Diverging cultures, from abortion to urban care

People exit M Health Fairview’s Midway Clinic on University Avenue in St. Paul on Nov. 15, 2022. (Ellie Roth / Pioneer Press)

Then there are questions about diverging corporate cultures and the potential impact on consumers in terms of both prices and services. For instance, the Fairview system, which includes 11 hospitals and more than 80 primary and specialty care clinics, is heavily unionized, and Sanford’s 47 medical centers are not.

The two health networks both provide assisted-living housing with senior care services, but their services diverge elsewhere.
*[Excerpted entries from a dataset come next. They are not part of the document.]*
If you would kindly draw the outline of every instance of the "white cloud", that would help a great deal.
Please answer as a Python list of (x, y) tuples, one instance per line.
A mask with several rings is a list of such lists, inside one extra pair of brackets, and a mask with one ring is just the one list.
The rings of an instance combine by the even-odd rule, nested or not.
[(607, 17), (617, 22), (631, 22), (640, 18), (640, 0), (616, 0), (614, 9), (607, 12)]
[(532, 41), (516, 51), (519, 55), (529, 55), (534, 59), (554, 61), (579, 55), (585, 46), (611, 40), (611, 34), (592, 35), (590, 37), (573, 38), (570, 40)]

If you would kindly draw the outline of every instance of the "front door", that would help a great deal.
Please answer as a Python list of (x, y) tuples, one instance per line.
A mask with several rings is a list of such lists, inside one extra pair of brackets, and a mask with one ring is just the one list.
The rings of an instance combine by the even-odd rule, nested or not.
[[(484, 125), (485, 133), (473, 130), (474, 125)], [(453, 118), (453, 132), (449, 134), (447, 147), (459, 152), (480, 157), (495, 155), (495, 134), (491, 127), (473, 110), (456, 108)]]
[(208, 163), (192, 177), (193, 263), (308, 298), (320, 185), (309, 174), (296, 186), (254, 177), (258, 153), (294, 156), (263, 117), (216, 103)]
Sanford, as a matter of policy, does not offer elective abortions, which are banned by state law in South Dakota except in limited circumstances.

Fairview does not openly advertise abortion services beyond “Plan B” emergency contraception, but it does invite patient questions about abortion, and a spokesperson issued a written statement Thursday in support of doctor-patient autonomy and “all aspects of reproductive healthcare.”

“There are no changes contemplated to Fairview’s care policies — including on reproductive health and gender care — as a result of this merger,” said Fairview spokesperson Aimee Jordan, in the statement.

Abortion rights in Minnesota expanded this summer when a Ramsey County District Court judge struck down a series of restrictions, such as the state’s 24-hour mandatory waiting period and a requirement that both parents be notified before a minor has an abortion.

Some industry analysts have already begun to call the merger more of an acquisition, given that Sanford will be the new parent company, it has some 45,000 employees compared to Fairview’s 31,000, and Sanford’s chief executive officer Bill Gassen will oversee the entire merged company after one year of co-leading with Fairview president and CEO James Hereford.